Les gens instruits doivent donner l'exemple de la politesse, de la retenue, du savoir vivre: c'est l'évidence même. D'eux on attend de ne pas se joindre aux plaisanteries du bas peuple. La médisance était au Mellah sport national surtout chez les jeunes, par manque de distractions. Un jour que nous étions comme à l'accoutumée, à monter des blagues à un camarade particulièrement naif mais pas niais — il se vexa d'une plaisanterie particulièrement lourde, mais pas trop, sachant d'où cela venait. Mais ce qui le surprit et le heurta au plus haut point c'est de voir se joindre au cercle des railleurs un brillant camarade qui passait son bac en mathématiques élémentaires, réputée la classe des génies. Et avec un étonnement mêlé de mépris , il se tourna vers lui et lui dit:

— Asnou hada, hta matelem ka ithak!!?     Comment même un math élém rigole de ca?

Loqfa kter ml-glsa                        Debout plus longtemps qu'assis…………

La politesse exige après une réception, après un thé (assis naturellement), de ne pas partir précipitamment comme si on était pressé, mais d'ajouter quelques mots de separation, debout, près de la porte. Mais il ne faut pas que le temps passé se séparer soit long que le temps rete assis. Le  proverbe montre qu'il connaît bien son public: les Juifs aiment beaucoup parler, de telles exceptions n'étaient pas dans la pratique aussi exceptionnelles et fallait a chaque reception prévoir un fameux supplément pour les compliments "à la debout".

PARTIR A L'ISRAELIENNE

L'unite du peuple juif quel que soit le pays de Diaspora, se reconnaît aux petits détails, cette habitude des parlottes debout a donné en Israël une succulente définition. Savez-vous quelle est la différence entre filer à l'anglaise et filer à l'israélienne? Filer à l'anglaise c'est partir sans dire au revoir, et filer à la juive? c'est dire au revoir sans partir!

Hta hzak                                                          Ce n'est qu'après avoir pété

A 'd smmt qu 'ao                                              qu'il a serré les fesses.
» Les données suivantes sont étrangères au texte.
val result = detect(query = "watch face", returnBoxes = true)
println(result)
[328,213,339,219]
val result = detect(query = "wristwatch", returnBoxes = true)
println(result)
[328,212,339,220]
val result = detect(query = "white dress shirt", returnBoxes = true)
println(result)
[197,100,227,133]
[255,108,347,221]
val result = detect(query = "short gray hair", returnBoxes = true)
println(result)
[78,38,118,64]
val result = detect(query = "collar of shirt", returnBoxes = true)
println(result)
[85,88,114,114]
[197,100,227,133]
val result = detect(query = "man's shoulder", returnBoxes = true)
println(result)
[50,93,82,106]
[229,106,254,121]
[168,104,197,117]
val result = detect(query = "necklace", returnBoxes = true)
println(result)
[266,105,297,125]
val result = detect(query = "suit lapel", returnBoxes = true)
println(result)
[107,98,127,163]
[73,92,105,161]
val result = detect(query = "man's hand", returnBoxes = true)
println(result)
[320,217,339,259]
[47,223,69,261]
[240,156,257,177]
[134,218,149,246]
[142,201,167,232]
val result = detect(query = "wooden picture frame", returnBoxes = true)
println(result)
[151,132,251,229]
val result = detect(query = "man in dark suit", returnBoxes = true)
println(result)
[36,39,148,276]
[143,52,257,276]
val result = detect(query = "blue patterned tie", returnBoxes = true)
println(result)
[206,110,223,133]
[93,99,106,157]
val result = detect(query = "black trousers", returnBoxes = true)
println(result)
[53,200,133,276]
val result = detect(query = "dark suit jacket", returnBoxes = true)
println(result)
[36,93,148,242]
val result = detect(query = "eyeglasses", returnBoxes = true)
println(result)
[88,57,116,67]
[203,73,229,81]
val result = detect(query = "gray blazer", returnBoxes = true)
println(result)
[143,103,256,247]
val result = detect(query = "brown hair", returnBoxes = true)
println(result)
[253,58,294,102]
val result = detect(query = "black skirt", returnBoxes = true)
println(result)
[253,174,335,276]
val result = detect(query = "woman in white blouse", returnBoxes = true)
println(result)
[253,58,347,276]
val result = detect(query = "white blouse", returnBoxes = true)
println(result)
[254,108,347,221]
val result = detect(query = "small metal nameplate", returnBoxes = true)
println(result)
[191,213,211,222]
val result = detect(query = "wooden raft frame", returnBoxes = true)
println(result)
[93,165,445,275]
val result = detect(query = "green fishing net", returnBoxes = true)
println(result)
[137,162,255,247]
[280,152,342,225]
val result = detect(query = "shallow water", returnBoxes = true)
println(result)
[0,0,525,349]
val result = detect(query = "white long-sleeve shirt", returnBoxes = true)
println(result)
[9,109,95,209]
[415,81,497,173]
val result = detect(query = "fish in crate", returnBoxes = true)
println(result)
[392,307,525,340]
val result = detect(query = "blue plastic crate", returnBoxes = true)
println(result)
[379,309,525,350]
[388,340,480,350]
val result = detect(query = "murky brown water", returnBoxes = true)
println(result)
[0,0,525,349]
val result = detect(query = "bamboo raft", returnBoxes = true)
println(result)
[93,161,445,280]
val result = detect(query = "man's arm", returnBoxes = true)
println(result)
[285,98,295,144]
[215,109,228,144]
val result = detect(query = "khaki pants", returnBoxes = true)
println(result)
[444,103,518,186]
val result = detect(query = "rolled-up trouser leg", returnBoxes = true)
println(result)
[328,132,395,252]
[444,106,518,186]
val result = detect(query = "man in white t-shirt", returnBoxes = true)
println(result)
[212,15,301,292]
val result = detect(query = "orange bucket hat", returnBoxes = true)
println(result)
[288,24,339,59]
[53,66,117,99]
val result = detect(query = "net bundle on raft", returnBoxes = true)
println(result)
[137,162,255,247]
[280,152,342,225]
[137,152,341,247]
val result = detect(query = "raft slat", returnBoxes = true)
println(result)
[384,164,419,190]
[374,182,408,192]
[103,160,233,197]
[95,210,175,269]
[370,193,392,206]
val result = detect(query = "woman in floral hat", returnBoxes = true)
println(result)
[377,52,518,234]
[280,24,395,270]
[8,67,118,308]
Il faut faire attention avant et non après si on veut éviter les catastrophes ou les impairs. La ré­flexion doit précéder l'action — comme recommande le dicton hébraïque: sof massé bémahehava téhila; "la fin d'un acte dans la manière dans laquelle il a été pensé". Ce proverbe définissait donc aussi bien le manquement aux règles de la convenance qu'à celles de la logique.

La politesse comme la pornographie, est une question de topographie. Au Mellah roter était le comble de l'inconvenance alors qu'en Médina c'était le comble du raffinement, après un bon repas. Par contre le pet en horreur en Médina bénéficiait d'une plus grande tolérance au Mellah surtout chez les enfants. La scatalogie on le sait est le plus gros fournisseur de blagues et le pet était toujours le bienvenu quand il s'agissait de faire rire, soit en en parlant ou encore mieux en le faisant entendre. Les enfants avaient même composé un poème en son honneur, bien dans l'esprit des Lumières: " Le pet est un gaz mystérieux qui sort d'une caverne et qui annonce avec fracas l'arrivée du Maréchal caca."

PAS LA PEINE DE POUSSER

Un jour une mouche particulièrement affamée et entreprenante se posa sur le derrière d'un âne et par l'odeur attirée voulut même s'aventurer plus loin lorsqu'un pet retentissant la projeta dehors avec fracas. Alors elle dit:

  • Dites qu'il n'y a pas de travail mais ce n'est pas la peine de pousser! Depuis c'était devenu une expression consacrée avec le sens: "dites le fermement mais poliment!"

DEPUIS LE PREMIER

L'envie le prit soudain de se dégager et ayant scruté l'horizon et n'ayant vu aucun visage connu donna libre cours à son échappement. Léger et court vêtu il allait à grands pas . Un moment en se retournant il vit un coréligionnaire derrière lui. Inquiet il lui demanda:

  • Depuis quand me suivez-vous?
  • Depuis le premier pet, Monsieur!